Less than six months before she wrote this letter, Angelou became only the second poet in U.S. history to write and recite an original work for a Presidential inauguration (Bill Clinton, January 1993); Robert Frost was the first (John F. Kennedy, 1961). Best-selling author and poet Maya Angelou (1928-2014) was nominated for a Pulitzer Prize for Just Give Me a Cool Drink of Water ‘fore I Die (1971). Her autobiographical books, such as I Know Why the Caged Bird Sings (1970) and The Heart of a Woman (1981), recount her struggle for identity as a Black woman in a hostile world. The first Black woman director in Hollywood, Angelou has written, produced, directed and starred in productions for stage, film and television. She was nominated for the 1973 Tony Award for Best Featured Actress in a Play for Look Away. In addition to her artistic pursuits, Angelou has also lent her voice and talents to Civil Rights causes.

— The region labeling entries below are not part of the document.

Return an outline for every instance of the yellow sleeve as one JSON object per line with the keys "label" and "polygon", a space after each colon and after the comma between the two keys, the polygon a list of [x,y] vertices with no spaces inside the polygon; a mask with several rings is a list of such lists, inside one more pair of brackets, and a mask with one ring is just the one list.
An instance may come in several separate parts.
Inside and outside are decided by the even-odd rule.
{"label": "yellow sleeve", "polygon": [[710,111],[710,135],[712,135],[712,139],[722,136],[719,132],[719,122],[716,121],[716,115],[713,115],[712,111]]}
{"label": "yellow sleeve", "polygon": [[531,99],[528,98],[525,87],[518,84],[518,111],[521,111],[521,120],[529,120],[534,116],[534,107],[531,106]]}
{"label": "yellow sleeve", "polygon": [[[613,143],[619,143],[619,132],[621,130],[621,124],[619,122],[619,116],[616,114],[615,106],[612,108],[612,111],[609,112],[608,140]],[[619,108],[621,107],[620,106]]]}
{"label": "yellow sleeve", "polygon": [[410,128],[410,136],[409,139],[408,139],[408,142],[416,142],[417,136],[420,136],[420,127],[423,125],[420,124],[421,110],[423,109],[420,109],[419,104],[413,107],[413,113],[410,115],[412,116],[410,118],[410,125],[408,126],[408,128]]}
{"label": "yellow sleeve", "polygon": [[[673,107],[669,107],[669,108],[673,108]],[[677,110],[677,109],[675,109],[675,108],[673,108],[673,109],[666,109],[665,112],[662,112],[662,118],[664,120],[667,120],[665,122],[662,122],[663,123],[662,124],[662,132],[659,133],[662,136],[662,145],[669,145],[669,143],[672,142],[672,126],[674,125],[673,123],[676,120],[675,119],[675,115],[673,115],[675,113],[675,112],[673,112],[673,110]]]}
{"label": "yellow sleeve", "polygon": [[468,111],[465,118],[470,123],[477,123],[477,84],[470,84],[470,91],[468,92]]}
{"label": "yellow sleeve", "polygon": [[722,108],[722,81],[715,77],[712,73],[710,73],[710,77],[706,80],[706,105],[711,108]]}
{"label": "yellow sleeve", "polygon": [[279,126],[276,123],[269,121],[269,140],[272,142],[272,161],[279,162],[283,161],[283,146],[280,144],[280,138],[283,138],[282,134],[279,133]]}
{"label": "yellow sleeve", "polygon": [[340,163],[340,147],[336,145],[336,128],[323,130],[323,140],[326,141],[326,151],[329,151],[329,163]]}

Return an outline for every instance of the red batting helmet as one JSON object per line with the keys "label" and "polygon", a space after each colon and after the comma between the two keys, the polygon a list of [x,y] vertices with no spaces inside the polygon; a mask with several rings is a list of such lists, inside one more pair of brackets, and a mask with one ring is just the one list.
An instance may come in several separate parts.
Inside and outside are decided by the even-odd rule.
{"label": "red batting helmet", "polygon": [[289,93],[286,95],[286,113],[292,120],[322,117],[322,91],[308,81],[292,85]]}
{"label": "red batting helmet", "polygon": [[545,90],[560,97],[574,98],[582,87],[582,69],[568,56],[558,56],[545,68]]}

Comedienne Phyllis Diller (1917-2012), known for her outrageous appearance, zany outfits, distinctive laugh and a stand-up act that featured frequent references to her fictional husband, “Fang”, and zingers about her sex appeal and numerous plastic surgeries, got her big break in March 1955 (at age 37), when she debuted at San Francisco’s Purple Onion club. A subsequent appearance on The Tonight Show hosted by Jack Paar launched her national career, which got a big boost after Bob Hope saw Diller.